L'asilo territoriale coinvolge entità territoriali diverse e protegge persone fuggite da regioni straniere. I cant. sviz. si accordarono più volte per proibire l'asilo (divieto ai privati di ospitare delinquenti, promessa dei cant. di non accogliere e di estradare i malfattori): per esempio nel Patto fed. del 1291, nella Carta dei preti (1370) e nell'alleanza dei sette cant. catt. con il principe vescovo di Basilea (1655). Simili divieti colpirono anche vittime delle guerre legate alla Riforma e della guerra dei contadini (1653). Benché divieti di accoglienza e obblighi di estradizione -- peraltro solo su risarcimento dei costi -- fossero concordati anche con potenze limitrofe (spec. Milano, Savoia e Francia), perseguitati politici o religiosi furono accolti ripetutamente nell'odierno territorio sviz.; Berna, ad esempio, nel 1662 diede asilo a tre giudici inglesi coinvolti nella condanna a morte di re Carlo I. Il principio dell'estradizione fu soggetto a deroghe circoscritte: ad esempio per i connazionali nel capitolato del 1552 con il ducato di Milano, per i disertori in vari recessi della Dieta fed. (1682, 1694, 1734). Nel XVI e XVII sec. i cant. rif. accolsero generosamente molti Rifugiati per fede, spec. ugonotti fuggiti dopo la Notte di S. Bartolomeo nel 1572 e dopo la revoca dell'editto di Nantes nel 1685, e Valdesi. Nel 1685 la Dieta fed. dichiarò che l'obbligo di estradizione nei confronti della Francia non si estendeva ai profughi religiosi. In seguito alla Rivoluzione franc. del 1789, migliaia di monarchisti e preti messi al bando trovarono asilo in Svizzera, suscitando energiche proteste della Francia; il Direttorio elvetico, che dopo l'invasione franc. del 1798 varò misure per allontanarli, con l'alleanza offensiva del 19.8.1798 perse anche formalmente il diritto di concedere l'asilo.
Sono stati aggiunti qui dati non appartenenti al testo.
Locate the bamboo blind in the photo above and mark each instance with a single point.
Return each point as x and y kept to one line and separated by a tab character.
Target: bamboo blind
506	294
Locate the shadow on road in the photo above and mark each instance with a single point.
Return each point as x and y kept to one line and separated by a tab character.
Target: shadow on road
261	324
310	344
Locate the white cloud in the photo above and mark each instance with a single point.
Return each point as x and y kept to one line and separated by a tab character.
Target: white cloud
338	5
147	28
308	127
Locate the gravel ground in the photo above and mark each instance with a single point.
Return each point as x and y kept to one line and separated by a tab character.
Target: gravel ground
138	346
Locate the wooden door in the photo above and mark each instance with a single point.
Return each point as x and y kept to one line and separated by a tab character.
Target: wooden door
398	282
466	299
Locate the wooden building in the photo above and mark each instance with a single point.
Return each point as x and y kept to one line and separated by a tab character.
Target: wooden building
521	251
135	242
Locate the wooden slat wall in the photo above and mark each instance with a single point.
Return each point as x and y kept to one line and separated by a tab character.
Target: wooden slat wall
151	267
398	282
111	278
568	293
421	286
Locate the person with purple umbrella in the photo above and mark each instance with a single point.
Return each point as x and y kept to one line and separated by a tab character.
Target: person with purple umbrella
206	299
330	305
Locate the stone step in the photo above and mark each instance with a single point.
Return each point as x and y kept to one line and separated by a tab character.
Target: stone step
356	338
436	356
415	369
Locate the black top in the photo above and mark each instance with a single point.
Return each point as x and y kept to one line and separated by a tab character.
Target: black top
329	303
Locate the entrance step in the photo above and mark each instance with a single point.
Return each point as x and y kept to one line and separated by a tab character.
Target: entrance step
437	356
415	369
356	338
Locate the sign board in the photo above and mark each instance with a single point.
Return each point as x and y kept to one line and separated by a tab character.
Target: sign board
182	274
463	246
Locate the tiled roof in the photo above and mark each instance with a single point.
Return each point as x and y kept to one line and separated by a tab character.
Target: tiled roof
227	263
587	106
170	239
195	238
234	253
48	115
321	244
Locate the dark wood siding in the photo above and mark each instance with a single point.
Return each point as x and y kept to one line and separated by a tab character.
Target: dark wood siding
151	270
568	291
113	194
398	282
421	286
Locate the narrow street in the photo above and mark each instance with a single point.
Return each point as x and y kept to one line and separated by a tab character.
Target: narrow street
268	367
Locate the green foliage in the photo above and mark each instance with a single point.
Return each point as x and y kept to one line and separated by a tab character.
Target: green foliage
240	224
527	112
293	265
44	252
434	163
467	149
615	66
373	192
Il Patto fed. del 1815 restituì tale competenza ai cant. I cant. liberali accolsero infatti Profughi, soprattutto franc., piemontesi, ted. e polacchi, fuggiti dalle repressioni dei moti liberali al seguito del congresso di Vienna e delle rivoluzioni del 1830. Dopo il 1820 e la spedizione di Savoia (1834), le grandi potenze reagirono con minacce, chiedendo a Berna di limitare la concessione dell'asilo e di estradare gli agitatori; nel primo e nel secondo conclusum sugli stranieri (1823, 1836), la Dieta adottò quindi misure restrittive che contemplavano persino l'espulsione. Dal 1833, una revisione del trattato di estradizione stipulato con la Francia nel 1828 permise di non più estradare i rifugiati autori di reati politici; questo accordo venne esteso a diversi accordi bilaterali.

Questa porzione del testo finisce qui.